The International Maritime Organization (IMO) number is a unique identifier for ships, registered ship owners and management companies. IMO numbers were introduced to improve maritime safety and security and to reduce maritime fraud. They consist of the three letters "IMO" followed by unique seven-digit numbers, assigned under the International Convention for the Safety of Life at Sea (SOLAS).
The IMO number scheme has been mandatory for all ships since 1 January 1996. The number identifies a ship and does not change when the ship's owner, country of registry or name changes. The ship's certificates must also bear the IMO number. Since 1 July 2004, passenger ships are also required to carry the marking on a horizontal surface visible from the air.
In 1987 the IMO adopted resolution A.600(15) to create the IMO number scheme aimed at the "enhancement of maritime safety and pollution prevention and the prevention of maritime fraud" by assigning to each ship a unique permanent identification number. The IMO number remains linked to the hull of a ship for its lifetime, regardless of changes of names, flags, or owners. Lloyd's Register had already introduced permanent numbers for all the ships in their published register in 1963, and these were modified to 7-digit numbers in 1969. It is this number series that was adopted as the basis for IMO numbers in 1987.

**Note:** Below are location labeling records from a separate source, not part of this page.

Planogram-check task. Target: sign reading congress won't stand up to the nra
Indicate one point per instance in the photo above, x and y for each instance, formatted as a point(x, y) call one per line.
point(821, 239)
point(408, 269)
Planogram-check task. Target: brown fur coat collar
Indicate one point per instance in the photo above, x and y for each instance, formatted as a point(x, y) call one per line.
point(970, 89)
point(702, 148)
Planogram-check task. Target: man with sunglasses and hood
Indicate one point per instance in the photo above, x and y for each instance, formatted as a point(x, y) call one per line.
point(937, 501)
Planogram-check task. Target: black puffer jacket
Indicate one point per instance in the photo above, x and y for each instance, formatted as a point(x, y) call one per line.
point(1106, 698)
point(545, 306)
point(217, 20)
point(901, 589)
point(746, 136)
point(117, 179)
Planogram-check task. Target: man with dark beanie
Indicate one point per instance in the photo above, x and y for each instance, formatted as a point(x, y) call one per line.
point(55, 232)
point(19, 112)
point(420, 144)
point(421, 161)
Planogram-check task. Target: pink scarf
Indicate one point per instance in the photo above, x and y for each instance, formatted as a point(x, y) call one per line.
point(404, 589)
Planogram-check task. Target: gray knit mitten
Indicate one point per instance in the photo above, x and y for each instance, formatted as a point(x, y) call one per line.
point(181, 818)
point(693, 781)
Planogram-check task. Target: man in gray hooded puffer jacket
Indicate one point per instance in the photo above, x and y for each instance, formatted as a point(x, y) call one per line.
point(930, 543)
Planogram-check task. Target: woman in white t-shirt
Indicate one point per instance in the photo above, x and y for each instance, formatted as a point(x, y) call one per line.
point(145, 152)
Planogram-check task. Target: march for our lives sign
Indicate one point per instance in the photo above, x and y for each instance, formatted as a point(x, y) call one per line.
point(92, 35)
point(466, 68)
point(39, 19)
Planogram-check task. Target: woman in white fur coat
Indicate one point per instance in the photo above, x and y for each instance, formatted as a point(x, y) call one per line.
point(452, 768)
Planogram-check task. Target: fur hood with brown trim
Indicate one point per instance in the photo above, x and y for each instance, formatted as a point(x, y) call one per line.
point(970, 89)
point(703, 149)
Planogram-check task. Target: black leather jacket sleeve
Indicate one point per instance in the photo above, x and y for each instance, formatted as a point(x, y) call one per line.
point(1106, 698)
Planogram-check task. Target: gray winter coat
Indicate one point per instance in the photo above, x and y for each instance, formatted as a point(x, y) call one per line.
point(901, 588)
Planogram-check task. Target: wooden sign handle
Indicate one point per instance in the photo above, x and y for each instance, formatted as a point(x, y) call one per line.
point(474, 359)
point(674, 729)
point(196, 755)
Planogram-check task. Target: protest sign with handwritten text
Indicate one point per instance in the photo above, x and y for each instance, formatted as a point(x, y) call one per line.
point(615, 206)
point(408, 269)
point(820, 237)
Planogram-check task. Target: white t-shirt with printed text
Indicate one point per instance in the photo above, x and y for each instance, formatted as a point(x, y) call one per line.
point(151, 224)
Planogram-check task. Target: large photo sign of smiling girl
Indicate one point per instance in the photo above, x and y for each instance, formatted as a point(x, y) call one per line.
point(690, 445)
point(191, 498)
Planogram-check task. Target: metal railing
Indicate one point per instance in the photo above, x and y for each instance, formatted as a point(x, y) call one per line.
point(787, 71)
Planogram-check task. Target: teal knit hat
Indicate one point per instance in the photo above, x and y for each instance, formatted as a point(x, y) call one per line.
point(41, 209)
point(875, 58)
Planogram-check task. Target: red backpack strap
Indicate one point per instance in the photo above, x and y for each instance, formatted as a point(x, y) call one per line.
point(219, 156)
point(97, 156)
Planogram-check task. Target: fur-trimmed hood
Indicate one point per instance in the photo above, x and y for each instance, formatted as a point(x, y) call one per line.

SOLAS regulation XI/3 was adopted in 1994 and came into force on 1 January 1996, making IMO numbers mandatory. It was applied to cargo vessels that are at least 300 gross tons (gt) and passenger vessels of at least 100 gt.
In December 2002, the Diplomatic Conference on Maritime Security adopted a number of measures aimed at enhancing security of ships and port facilities. This included a modification to SOLAS Regulation XI-1/3 to require the IMO numbers to be permanently marked in a visible place either on the ship's hull or superstructure as well as internally and on the ship's certificates. Passenger ships should also carry the marking on a horizontal surface visible from the air. The enhanced regulations came into effect on 1 July 2004.
In May 2005, IMO adopted a new SOLAS regulation XI-1/3-1 on the mandatory company and registered owner identification number scheme, with entry into force on 1 January 2009.
The regulation provides that every ship owner and management company shall have a unique identification number. Other amendments require these numbers to be added to the relevant certificates and documents in the International Safety Management Code (ISM) and the International Ship and Port Facility Security Code (ISPS). Like the IMO ship identification number, the company identification number is a seven-digit number with the prefix IMO. For example, for the ship Atlantic Star (IMO 8024026), IMO 5304986 referred to the former ship manager Pullmantur Cruises Ship Management Ltd and IMO 5364264 to her former owner, Pullmantur Cruises Empress Ltd.
For new vessels, the IMO number is assigned to a hull during construction, generally upon keel laying. Many vessels which fall outside the mandatory requirements of SOLAS have numbers allocated by Lloyd's Register or IHS Markit in the same numerical series, including fishing vessels and commercial yachts.
An IMO number is made of the three letters "IMO" followed by a seven-digit number. This consists of a six-digit sequential unique number followed by a check digit. The integrity of an IMO number can be verified using its check digit. This is done by multiplying each of the first six digits by a factor of 2 to 7 corresponding to their position from right to left. The rightmost digit of this sum is the check digit. For example, for IMO 9074729: (9×7) + (0×6) + (7×5) + (4×4) + (7×3) + (2×2) = 139.